Things are looking up for Jessica Darling. She has finally left her New Jersey hometown/hellhole for Columbia University in New York City; she’s more into her boyfriend, Marcus Flutie, than ever (so what if he’s at a Buddhist college in California?); and she’s making new friends who just might qualify as stand-ins for her beloved best friend, Hope.
But Jessica soon realizes that her bliss might not last. She lands an internship at a snarky Brooklyn-based magazine, but will she fit in with the uberhip staff (and will she even want to)? As she and Marcus hit the rocks, will she end up falling for her GOPunk, neoconservative RA . . . or the hot (and married!) Spanish grad student she’s assisting on a summer project . . . or the oh-so-sensitive emo boy down the hall? Will she even make it through college now that her parents have cut her off financially? And what do the cryptic one-word postcards from Marcus really mean?

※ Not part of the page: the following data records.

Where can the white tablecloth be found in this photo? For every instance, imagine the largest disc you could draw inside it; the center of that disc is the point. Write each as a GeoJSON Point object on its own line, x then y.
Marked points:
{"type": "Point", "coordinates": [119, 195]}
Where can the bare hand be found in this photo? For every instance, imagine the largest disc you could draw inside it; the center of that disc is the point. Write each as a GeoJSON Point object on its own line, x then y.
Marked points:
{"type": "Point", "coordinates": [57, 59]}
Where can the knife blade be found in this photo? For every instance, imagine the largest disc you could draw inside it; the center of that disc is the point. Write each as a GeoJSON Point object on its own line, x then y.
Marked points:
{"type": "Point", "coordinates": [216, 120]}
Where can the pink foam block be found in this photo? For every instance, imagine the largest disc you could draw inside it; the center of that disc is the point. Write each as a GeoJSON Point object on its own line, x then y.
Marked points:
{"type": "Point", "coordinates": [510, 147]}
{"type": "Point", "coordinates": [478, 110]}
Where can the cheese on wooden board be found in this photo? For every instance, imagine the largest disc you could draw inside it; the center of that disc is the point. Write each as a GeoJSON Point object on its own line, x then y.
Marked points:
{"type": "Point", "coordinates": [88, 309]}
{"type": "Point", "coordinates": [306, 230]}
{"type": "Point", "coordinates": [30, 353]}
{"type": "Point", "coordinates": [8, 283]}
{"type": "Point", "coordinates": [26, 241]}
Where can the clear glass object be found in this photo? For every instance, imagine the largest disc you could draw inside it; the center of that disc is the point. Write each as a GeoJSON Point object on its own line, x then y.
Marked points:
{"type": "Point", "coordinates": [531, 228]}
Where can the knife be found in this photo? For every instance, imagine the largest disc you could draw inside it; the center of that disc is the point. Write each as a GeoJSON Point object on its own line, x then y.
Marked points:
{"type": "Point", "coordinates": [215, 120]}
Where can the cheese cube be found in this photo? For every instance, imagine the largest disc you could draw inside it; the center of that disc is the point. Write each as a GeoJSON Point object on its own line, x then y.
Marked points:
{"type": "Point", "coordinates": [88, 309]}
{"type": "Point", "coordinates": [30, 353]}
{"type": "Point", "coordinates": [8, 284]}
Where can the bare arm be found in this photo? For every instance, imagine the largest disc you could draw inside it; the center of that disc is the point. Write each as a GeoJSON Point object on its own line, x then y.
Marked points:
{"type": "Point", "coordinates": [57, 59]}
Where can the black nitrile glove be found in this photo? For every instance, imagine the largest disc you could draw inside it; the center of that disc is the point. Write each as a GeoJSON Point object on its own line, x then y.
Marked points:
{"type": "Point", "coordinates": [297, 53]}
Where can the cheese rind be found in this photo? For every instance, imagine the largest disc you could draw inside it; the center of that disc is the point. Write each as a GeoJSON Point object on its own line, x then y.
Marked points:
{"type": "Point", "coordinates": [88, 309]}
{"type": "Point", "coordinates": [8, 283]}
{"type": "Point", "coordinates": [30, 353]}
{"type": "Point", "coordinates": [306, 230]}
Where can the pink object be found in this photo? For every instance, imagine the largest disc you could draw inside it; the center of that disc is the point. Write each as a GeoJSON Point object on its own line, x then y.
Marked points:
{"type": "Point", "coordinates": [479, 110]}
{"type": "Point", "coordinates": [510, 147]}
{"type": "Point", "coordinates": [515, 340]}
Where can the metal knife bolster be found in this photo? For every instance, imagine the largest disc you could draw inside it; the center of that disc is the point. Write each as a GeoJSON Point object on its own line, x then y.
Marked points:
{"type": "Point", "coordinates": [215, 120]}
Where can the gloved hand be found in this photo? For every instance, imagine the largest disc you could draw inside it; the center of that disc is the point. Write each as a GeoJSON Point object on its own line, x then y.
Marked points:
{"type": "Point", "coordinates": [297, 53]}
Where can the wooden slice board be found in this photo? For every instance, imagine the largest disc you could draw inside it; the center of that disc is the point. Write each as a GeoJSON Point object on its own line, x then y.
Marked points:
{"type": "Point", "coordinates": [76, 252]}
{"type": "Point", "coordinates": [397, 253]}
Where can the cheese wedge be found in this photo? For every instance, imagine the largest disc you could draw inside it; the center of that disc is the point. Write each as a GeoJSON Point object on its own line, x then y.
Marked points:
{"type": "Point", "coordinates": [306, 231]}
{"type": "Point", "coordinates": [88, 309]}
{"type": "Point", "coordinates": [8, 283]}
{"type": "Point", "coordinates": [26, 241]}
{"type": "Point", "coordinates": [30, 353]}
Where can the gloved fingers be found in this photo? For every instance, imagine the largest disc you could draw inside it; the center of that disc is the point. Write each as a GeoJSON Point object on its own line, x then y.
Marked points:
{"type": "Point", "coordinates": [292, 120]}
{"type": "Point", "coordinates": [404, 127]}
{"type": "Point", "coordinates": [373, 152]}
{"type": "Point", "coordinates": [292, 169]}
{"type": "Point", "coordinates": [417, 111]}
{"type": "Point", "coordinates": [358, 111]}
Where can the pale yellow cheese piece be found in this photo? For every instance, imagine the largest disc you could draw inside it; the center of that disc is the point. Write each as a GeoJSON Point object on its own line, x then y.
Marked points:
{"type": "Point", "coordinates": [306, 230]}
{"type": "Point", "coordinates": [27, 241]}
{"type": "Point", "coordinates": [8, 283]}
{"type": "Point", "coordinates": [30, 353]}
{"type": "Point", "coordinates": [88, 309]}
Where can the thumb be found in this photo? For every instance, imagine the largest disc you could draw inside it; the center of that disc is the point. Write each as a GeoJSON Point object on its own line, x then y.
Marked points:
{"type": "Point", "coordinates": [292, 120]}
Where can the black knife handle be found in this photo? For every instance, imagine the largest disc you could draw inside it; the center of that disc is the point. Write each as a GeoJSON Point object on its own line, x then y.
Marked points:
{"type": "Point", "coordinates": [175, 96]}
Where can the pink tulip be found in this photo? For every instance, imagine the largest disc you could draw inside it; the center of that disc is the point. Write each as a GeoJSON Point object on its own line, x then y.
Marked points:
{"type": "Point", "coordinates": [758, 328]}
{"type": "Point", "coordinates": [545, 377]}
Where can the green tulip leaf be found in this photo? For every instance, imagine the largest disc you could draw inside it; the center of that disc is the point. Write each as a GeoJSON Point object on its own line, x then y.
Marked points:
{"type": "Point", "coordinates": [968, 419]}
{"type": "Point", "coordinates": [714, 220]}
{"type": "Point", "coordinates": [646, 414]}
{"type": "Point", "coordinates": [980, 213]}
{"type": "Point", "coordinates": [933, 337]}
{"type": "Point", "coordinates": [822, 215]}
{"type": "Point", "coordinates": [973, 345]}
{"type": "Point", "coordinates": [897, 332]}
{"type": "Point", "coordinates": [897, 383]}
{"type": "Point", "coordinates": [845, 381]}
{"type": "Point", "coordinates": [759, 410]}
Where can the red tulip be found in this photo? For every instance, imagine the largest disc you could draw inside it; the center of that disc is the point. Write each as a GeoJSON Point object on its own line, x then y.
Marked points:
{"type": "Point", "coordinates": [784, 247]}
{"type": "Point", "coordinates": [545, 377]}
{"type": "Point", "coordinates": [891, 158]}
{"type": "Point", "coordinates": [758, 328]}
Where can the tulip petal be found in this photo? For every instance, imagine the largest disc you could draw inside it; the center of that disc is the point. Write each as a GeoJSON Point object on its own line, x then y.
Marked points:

With hilarious insight, the hyperobservant Jessica Darling struggles through her college years–and the summers in between–while maintaining her usual mix of wit, cynicism, and candor.
Unlike Sloppy Firsts and Second Helpings, Charmed Thirds took place over the span of four years in Jessica’s life. As a result, a lot of events in Jessica’s life were glossed over, and the emotional impacts of her actions weren’t quite as prevalent as in the first two installments.
While Jessica’s voice was just as engaging as before, I was rather unimpressed with her character. She made a lot of very poor decisions, which I’m still not sure she’s learned from. A large component of college life is trying to discover who you are and what you desire from life, but it just felt like Jessica was going about it in all the wrong ways.
As Jessica’s character became more and more frustrating, Marcus’ character became almost saint-like. He underwent a tremendous amount of growth and self-discovery in his limited amount of page time, and I can’t wait to see where this reformed bad boy is going to go next.
Jessica’s parents and sister played important roles in Charmed Thirds. An important part of growing up is realizing that your parents aren’t perfect and that they’re human, which is something that Jessica discovers as she learned to understand and sympathize with them.
Overall, I didn’t enjoy Charmed Thirds as much as I enjoyed the rest of the previous Jessica Darling books. However, I’m not ready to give up on the series quite yet, so hopefully it picks up again in the next book!